My mother, on the other hand, being a veteran of five abdominal surgeries, and my experienced and enthusiastic Patch Adams-esque surgeon who was a veteran of several thousand more, wasted no time speeding through the pre-operative prep and the “virgin stomach” jokes … until I felt like I was a paying extra on an episode of Grey’s Anatomy.
It probably is worth mentioning that I haven’t been much of a Grey’s fan thus far this season.
However, I have yet to experience a more healing, transformative lesson in mentoring than the one my own abdomen has taught me in the last several weeks.
For starters, during the operation they filled my abdomen full of gas so they could see everything and move their instruments around easily. So in coming to I woke up into what my former eating disordered mind might have considered to be the wrong kind of “extreme makeover” – I had literally increased several sizes from the waist down in just a couple of hours!

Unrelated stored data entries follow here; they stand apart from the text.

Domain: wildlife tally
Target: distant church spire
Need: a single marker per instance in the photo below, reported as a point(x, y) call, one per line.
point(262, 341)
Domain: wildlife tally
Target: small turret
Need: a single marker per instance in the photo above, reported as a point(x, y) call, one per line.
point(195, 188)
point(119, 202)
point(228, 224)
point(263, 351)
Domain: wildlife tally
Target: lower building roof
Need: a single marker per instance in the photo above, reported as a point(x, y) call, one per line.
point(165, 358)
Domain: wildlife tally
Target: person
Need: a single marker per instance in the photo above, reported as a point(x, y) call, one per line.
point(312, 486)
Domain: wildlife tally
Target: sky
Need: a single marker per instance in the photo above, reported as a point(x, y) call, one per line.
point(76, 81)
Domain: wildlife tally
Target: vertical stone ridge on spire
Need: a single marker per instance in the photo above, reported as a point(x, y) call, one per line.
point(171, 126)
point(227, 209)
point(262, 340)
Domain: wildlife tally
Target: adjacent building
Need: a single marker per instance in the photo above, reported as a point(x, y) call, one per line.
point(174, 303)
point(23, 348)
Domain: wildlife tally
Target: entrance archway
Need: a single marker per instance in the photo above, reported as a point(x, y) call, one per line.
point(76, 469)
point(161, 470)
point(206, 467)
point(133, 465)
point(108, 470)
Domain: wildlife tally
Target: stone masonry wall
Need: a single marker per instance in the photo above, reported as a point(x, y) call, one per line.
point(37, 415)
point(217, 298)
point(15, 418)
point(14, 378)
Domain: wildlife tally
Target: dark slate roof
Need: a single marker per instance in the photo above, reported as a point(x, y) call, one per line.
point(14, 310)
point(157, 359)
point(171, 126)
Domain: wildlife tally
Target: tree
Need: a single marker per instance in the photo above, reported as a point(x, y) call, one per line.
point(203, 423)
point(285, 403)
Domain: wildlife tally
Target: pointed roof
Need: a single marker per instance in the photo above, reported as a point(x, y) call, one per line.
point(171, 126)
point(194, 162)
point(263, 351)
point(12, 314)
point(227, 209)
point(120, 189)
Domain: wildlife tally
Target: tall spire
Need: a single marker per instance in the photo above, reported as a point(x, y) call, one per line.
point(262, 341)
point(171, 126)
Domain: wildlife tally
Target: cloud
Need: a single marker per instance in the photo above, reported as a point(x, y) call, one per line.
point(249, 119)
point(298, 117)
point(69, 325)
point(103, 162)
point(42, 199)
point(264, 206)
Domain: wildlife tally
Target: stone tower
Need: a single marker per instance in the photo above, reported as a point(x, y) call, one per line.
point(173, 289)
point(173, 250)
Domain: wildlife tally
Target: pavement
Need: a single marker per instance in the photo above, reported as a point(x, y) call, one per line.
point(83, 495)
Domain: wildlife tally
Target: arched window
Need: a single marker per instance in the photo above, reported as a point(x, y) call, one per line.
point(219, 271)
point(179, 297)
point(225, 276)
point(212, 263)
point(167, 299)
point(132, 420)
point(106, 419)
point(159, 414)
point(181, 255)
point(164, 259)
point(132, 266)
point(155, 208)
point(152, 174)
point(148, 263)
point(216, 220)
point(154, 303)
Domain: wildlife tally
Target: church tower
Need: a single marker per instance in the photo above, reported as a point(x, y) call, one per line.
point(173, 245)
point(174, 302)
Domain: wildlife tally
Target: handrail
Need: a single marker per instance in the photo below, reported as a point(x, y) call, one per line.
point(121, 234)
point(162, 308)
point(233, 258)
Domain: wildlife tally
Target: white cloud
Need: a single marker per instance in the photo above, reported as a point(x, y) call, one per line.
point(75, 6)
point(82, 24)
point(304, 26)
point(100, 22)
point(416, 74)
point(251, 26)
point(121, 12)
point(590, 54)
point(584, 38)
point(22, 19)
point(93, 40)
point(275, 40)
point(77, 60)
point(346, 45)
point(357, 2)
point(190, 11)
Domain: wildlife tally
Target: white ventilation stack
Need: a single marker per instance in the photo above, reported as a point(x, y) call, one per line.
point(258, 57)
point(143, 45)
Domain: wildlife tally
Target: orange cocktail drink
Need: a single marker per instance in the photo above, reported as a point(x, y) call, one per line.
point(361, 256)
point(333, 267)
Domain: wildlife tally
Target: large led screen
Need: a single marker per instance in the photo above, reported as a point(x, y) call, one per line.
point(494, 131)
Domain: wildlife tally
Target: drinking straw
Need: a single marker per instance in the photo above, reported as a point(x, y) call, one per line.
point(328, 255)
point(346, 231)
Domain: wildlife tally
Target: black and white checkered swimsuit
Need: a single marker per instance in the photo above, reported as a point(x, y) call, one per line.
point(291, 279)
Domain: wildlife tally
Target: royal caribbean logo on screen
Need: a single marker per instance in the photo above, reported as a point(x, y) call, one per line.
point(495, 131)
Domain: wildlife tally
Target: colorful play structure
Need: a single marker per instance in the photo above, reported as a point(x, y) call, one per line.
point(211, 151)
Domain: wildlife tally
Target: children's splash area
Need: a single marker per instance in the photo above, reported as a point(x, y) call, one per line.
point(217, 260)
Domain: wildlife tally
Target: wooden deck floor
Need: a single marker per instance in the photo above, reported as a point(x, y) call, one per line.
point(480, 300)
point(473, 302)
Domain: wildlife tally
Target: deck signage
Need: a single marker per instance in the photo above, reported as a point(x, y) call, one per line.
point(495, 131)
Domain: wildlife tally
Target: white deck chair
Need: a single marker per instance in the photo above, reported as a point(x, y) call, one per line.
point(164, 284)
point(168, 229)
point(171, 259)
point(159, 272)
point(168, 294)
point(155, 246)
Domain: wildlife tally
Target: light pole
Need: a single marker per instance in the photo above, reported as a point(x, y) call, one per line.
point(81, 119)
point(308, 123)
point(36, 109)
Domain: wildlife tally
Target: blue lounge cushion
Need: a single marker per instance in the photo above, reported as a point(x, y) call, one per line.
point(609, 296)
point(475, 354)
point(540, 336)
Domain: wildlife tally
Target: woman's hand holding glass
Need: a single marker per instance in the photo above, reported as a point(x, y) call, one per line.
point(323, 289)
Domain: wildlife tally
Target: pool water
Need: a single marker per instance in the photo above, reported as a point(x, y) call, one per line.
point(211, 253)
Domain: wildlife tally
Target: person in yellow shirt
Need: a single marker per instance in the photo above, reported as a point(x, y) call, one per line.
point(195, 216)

But far from panicking, I simply examined my body in awe. I politely asked for some larger pants than those I’d brought with me. And I proceeded to treat my body with the kind of TLC any surgery patient’s body is entitled to after being nearly cut in two.
I also watched in wonderment as my body fought like a dog to heal – as day-by-day, week-by-week, I went from not being able to sit up to being able to stand up and even walk a step or two. After two weeks of being led around the block with a parent on either side holding each of my hands, one day I was able to make my way down the street on my own.
A few weeks later, I was able to swing my legs over the chair without lifting them in my arms to do so. Then I was able to bend. To breathe into my lower lungs. To pour my own tea from the stove-top teapot. To laugh.
I have never, ever in my life experienced such profound respect as I now feel for my own abdomen and for my body – and such awe at how it steadfastly, courageously, and determinedly fought for its life (and mine!) both throughout the last several weeks and all during my eating disordered years.
I guess I am just writing this post because while I would not wish abdominal surgery on any of you, what I DO wish for each of you is to feel that tremendous awe and respect, care and love that I now feel for my body post-surgery.
Even after a decade of being in strong recovery from anorexia and bulimia, nothing in my life before the experience of having major surgery has enabled me to access the level of partnership, trust, and affection I now feel for the skin I live in.
In this way, I now count my own abdomen – my whole body in fact – as one of my most profound and powerful mentors.
I wish the same – and even more – for you.
Today’s Takeaway: Today, spend a few moments journaling about all the things your body does for you. Think about how uncomplainingly it supports you no matter how you may think of or speak to it. Ponder how, when you want to move your arms or legs, it moves them for you, without even asking why. Consider how you might say “thank you” to your legs, arms, abdomen, back, heart, for all they do to support you. Cultivate gratitude for your body on your path to body love and an eating disorder-free life.